Suppose you design a system that is chock full of interfaces, specifically things like some version of IRepository, where you have the ability to change out your backing store/database more easily.
A common criticism of this sort of design is that it is unrealistic to think you actually will change your main backing store/database in a production system. My own experience is that while it does happen (a current client project I am working on involves changing the backing database for a set of applications from SQL Server to Oracle, for instance), it doesn’t happen often, and you often times end up changing your interfaces anyway.
However, the times are a-changing, and the number of situations where you might want to design with this in mind is increasing. With a central project that I am working on, two obvious ‘innovations’ (they aren’t exactly new of course) involve NoSQL and what I lovingly like to call, “all that Cloud Computing shit.” My default implementation uses traditional RDBMS (SQL Server mainly, I’m not really qualified to say much about Oracle…a little, but not much), but I can very easily see the need to have this project remain largely the same, but need to use something like Azure.
Because of this, I’ve been very interested in RavenDB, Ayende Rahien’s long in the making and recently released to RTM document database. It is a .NET based solution written (with help) by someone who knows a bit about .NET and writing software (to say the least), and appears to fit a need quite nicely. So, I was very interested in looking at using it ‘in anger.’
And then I saw this…
Has Ayende lost his mind?
I happened to come across a post by Rob Ashton and found this gem:
“Let’s say there are 100,000 books in the document store and we invoke the following code:
1: Book books = documentSession.Query<Book>()
How many books do you expect for there to be in that collection?…..
Thankfully RavenDB safeguards against this kind of sloppy code and automatically limits the number of results returned back. Both the .NET client and server have this behaviour built into them and this means you’ll only get (at the moment), 128 objects coming back for the above query….
Currently the server itself will only let you page 1024 objects at one time, so you can’t be lazy and make a call to Take(100000) because it won’t let you.”
I was immediately appalled. Why?
Why did I think Ayende had lost his mind?

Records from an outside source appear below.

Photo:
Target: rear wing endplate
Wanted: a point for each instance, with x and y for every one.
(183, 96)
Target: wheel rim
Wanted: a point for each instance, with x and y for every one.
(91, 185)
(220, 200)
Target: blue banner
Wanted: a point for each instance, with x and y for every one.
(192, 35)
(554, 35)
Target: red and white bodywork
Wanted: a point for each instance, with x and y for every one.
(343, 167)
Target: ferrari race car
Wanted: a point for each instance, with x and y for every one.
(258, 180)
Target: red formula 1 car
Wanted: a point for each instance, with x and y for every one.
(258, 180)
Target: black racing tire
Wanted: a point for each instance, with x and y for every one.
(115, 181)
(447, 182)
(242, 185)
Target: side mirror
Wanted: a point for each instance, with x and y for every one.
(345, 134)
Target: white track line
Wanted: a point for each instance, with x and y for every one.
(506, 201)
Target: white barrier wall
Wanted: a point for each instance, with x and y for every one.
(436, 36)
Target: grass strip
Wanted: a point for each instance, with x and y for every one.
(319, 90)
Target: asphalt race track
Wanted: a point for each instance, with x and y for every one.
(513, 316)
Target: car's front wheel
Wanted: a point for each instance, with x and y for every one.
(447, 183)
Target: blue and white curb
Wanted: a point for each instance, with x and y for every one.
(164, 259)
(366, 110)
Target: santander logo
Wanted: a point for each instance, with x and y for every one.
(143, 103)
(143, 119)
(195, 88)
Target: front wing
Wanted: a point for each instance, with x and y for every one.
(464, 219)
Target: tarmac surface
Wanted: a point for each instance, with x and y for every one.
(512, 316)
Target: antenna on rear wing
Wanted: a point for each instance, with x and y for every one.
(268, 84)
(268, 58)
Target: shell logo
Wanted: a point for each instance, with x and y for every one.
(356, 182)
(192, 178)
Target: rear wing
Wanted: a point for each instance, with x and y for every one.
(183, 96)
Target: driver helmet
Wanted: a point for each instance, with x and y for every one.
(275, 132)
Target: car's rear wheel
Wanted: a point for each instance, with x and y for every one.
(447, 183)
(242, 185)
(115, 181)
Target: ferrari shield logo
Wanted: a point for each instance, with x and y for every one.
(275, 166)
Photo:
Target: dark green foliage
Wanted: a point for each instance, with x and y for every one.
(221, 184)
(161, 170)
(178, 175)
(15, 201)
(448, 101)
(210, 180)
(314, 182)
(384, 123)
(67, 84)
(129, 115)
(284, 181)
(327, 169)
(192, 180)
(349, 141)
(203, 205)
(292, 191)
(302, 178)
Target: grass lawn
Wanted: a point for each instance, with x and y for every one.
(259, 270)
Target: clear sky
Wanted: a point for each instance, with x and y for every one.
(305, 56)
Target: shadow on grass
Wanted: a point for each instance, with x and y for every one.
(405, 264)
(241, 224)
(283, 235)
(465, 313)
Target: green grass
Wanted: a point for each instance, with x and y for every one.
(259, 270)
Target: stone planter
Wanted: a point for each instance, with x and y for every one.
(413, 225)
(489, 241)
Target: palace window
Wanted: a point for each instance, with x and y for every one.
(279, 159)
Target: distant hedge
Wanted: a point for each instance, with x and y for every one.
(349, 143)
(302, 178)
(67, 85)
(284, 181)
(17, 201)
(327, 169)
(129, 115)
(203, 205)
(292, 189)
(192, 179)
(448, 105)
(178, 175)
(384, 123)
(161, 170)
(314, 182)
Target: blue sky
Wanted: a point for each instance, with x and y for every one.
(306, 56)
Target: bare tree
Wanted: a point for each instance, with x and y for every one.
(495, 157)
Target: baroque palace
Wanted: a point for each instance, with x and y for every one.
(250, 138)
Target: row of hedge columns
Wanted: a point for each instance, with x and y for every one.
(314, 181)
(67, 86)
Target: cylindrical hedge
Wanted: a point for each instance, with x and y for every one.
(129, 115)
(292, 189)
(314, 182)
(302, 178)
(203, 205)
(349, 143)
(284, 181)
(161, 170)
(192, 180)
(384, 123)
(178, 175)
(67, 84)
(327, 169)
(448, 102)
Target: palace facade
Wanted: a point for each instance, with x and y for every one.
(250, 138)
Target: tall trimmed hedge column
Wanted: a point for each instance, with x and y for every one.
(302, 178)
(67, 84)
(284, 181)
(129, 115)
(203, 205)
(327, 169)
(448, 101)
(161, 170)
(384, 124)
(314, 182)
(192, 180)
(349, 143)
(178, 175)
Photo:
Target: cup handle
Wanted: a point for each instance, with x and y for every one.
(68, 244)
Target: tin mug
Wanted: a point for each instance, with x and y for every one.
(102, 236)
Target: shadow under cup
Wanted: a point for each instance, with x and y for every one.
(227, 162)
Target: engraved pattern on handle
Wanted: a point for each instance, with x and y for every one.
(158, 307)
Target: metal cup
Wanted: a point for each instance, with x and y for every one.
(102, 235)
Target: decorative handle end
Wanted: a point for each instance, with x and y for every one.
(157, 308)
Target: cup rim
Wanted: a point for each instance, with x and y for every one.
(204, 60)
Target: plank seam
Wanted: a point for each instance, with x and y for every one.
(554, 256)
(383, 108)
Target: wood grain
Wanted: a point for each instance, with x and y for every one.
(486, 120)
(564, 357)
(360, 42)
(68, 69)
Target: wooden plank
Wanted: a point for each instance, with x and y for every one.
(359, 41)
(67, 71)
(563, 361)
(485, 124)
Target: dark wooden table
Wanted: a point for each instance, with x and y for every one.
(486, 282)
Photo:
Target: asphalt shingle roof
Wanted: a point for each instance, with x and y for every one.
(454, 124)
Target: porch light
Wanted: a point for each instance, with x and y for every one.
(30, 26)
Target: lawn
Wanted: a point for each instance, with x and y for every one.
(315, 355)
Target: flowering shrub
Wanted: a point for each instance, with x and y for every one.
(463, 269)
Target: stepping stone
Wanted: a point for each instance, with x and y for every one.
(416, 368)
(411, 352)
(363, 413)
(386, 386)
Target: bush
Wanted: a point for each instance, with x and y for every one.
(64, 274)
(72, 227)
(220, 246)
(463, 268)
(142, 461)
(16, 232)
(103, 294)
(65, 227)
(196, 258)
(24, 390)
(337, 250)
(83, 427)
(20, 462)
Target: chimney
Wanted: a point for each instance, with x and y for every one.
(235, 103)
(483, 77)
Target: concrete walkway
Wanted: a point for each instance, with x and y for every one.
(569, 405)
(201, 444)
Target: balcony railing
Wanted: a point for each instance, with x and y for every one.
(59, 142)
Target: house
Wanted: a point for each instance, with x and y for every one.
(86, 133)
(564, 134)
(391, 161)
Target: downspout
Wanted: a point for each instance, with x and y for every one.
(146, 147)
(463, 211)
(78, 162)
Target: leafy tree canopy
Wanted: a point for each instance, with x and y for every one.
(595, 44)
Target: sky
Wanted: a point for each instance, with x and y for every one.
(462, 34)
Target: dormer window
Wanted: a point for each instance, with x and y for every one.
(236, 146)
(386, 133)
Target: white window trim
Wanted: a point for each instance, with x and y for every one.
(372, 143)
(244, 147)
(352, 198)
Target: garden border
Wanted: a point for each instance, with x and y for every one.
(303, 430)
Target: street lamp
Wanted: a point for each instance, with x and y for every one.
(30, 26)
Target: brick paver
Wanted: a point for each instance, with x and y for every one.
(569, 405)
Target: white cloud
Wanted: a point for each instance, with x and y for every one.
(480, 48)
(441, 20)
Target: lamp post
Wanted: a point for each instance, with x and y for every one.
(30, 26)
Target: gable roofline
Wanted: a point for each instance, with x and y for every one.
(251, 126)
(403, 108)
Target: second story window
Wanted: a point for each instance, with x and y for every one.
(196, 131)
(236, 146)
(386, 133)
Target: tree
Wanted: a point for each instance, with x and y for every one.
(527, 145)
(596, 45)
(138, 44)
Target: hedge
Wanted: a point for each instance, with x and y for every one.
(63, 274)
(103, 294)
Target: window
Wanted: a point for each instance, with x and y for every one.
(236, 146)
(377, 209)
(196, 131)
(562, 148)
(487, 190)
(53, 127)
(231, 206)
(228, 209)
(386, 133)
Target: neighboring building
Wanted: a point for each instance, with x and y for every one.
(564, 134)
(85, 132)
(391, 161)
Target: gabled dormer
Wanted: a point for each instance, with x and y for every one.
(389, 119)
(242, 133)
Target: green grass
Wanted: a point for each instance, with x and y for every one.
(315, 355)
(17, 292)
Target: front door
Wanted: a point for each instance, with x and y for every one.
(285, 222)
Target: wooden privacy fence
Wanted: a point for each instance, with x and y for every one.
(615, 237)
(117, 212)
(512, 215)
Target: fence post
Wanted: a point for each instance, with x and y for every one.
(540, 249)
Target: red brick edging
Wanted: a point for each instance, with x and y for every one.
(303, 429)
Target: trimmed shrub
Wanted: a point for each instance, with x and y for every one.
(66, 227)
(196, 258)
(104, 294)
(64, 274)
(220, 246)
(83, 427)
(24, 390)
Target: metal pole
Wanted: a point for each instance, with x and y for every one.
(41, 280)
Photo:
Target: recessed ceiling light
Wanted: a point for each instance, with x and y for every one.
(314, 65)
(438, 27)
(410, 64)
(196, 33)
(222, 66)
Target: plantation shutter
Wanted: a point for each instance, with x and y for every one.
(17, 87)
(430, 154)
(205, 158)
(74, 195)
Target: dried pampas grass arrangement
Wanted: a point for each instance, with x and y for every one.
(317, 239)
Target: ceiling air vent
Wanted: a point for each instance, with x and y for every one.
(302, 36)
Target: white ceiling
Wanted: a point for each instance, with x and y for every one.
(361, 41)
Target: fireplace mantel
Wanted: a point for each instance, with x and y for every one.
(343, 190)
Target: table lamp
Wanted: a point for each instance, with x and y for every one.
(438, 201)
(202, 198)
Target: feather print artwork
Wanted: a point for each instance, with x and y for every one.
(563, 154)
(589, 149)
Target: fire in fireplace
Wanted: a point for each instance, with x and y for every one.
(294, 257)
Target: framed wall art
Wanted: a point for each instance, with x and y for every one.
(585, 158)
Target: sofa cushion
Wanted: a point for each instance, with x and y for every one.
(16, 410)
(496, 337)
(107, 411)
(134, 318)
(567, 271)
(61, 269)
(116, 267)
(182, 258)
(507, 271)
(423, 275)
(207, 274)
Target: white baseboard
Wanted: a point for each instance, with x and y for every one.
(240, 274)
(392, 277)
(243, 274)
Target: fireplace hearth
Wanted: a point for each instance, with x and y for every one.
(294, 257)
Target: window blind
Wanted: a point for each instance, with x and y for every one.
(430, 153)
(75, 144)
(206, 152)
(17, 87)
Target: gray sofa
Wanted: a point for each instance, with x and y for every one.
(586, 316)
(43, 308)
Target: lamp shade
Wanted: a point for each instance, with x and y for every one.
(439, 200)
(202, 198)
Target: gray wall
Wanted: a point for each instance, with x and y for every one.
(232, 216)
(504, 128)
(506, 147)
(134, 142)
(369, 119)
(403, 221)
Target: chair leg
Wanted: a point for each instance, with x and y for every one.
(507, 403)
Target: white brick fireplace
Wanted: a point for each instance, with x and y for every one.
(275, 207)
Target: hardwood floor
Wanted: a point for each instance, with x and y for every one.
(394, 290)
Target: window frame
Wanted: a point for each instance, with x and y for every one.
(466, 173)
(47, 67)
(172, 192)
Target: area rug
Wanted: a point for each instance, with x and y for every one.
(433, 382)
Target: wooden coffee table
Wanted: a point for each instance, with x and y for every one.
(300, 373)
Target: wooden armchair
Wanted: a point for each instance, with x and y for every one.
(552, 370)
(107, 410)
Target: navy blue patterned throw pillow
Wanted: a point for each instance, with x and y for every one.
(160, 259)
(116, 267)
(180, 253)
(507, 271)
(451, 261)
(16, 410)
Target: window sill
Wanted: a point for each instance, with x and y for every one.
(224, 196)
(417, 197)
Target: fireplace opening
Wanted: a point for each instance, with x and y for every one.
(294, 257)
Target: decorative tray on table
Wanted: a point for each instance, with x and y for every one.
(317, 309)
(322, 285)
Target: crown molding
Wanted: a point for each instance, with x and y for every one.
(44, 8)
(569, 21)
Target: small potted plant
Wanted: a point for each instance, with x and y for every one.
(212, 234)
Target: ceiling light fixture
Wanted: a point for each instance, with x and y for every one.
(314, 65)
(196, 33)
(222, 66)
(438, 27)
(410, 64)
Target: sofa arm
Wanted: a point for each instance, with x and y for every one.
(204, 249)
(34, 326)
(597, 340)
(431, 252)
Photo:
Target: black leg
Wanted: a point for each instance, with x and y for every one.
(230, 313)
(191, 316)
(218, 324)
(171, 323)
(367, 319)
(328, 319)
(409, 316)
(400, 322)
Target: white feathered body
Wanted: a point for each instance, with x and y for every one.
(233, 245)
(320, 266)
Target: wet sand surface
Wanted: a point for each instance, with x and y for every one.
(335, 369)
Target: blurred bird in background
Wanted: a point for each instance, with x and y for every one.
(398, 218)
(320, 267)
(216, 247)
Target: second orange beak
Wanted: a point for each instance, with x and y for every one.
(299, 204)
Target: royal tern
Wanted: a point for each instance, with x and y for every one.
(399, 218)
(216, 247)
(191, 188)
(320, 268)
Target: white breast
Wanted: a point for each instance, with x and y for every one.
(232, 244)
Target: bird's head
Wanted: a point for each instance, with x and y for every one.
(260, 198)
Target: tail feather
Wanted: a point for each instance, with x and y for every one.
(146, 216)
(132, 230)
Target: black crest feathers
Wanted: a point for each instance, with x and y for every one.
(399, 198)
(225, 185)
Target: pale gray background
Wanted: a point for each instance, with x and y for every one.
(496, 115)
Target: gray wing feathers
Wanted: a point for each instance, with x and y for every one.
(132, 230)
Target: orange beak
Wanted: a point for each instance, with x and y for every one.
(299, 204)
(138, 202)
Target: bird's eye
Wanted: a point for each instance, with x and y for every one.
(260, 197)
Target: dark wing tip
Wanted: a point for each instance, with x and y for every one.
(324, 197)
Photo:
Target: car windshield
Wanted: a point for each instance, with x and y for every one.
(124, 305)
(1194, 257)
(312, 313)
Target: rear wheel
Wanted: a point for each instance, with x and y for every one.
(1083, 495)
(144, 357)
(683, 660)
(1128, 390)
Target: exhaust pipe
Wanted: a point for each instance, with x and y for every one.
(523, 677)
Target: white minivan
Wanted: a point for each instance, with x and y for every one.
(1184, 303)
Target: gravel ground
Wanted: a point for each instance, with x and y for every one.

My immediate reaction was that this was akin to breaking “Select *”. It’s a query engine. If I issue a query, I expect the query to do exactly what I expect it to do. Alt.NET is dead (long live Alt.NET) but there was this notion that when doing Alt.NET type stuff, it is akin to running with scissors, and it seemed to me that Ayende was abandoning that, and not only abandoning it, but tying a user’s shoelaces together. If I want to query to return 100,000 results, then that is what I want (since a lot of work that I do is around ETL type stuff, I often query large result sets…and yes, an RDBMS is different from a document database). Don’t magically limit what I want to do with some magical number.
Think of a trade management system for stock trades. Why would I want to limit some processing to this magical number? Yes, it is not a generally good idea in such a situation to pull back 100,000 results, but let *me* decide that. Why cripple the query engine in its core? Isn’t it up to me to decide?
Rob suggested that I bring it to the google group, which I did.
In my defense, I intended my question about this to be half-serious/half-humorous, but I don’t use emoticons and I wasn’t really paying a lot of attention, so it didn’t quite come across that way. You can check the discussion here.
Paraphrasing roughly, Ayende’s response was basically, “Okay, dude, I did it the way that I did it, if you want to change how it might work, submit a patch already, whiny ‘please stop and smell the flowers’ complaining guy.”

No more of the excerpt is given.